Wie jedes Jahr sind die Zahn- und Ohren-Augen-Untersuchungen durchgeführt worden. Die Zahnsituation bei einigen Stipendiat:innen hat sich leicht verbessert, v.a. die Zahnhygiene. Wir führen das auf die Abgabe von Zahnbürsten und Zahnpasta zurück und auf die Hygiene-Workshops.
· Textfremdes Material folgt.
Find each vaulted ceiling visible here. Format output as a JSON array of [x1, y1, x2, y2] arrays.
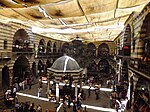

Familientreffen zum Thema Nahrung versus Ernährung
Zusammen mit unserer Psychologin Mirna Ajanel hat Cindy Montejo, die Agronomiestudentin, die ihr letztes Praktikum bei uns gemacht hat und mit Kleinprojekten (Wurmkultur, Medizinalpflanzen, Gemüseanbau und dem Bau von Sonnentrocknungsanlagen) unser Angebot für die Familien ausgebaut hat, den Workshop bestritten. Für uns alle war er lehrreich und wir konnten auch regionale, neue Sachen ausprobieren wie zum Beispiel ein Atol mit Mais und Kakao. Schwerpunkt des Treffens war jedoch das Aufzeigen von Pflanzen und Kräutern, die wild in unserer Umgebung wachsen und die einfach zur Zubereitung sind und einen grossen Nährwert besitzen. Pflanzen, die mehr und mehr in Vergessenheit geraten und kaum mehr beachtet werden.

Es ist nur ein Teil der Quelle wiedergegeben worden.